Currency Conversions
Popular Comparisons
| USD | EUR | GBP | JPY | BRL | |
|---|---|---|---|---|---|
| Cup of coffee | 4.50 | 3.80 | 3.20 | 600 | 8 |
| Movie ticket | 15 | 12 | 13 | 1,800 | 30 |
| Monthly rent (1-bed) | 1,500 | 900 | 1,200 | 80,000 | 1,500 |
| Average new car | 48,000 | 30,000 | 28,000 | 3,500,000 | 120,000 |
| Median annual salary | 60,000 | 35,000 | 35,000 | 4,500,000 | 50,000 |
Currency
Currency conversion is the process of determining the equivalent value of one monetary unit in terms of another, based on the prevailing exchange rate between the two currencies. Exchange rates are determined in the foreign exchange market (Forex), the world's largest and most liquid financial market, with a daily trading volume exceeding $7.5 trillion USD as of 2022. Rates fluctuate continuously in response to macroeconomic indicators, central bank policy, geopolitical events, and market sentiment.
Two types of exchange rate systems govern how currencies relate to one another. Under a floating exchange rate system — used by the US Dollar, Euro, British Pound, and most major currencies — rates are determined by market supply and demand. Under a fixed or pegged exchange rate system, a government or central bank maintains a set exchange rate by intervening in currency markets. The Euro, introduced in 1999, represents a special case: a monetary union in which multiple sovereign nations share a single currency, eliminating exchange rate risk within the eurozone entirely.

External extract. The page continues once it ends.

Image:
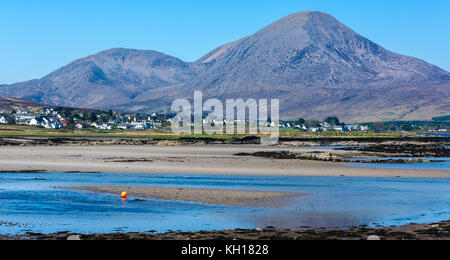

For students of economics, finance, and international business, understanding exchange rates is foundational. Key concepts include purchasing power parity (PPP) — the theory that in the long run, exchange rates should equalise the price of identical goods across countries — and the carry trade, in which investors borrow in low-interest currencies to invest in high-interest ones. The exchange rates used on this page are sourced from the European Central Bank and updated daily, providing a reliable reference for academic and practical use.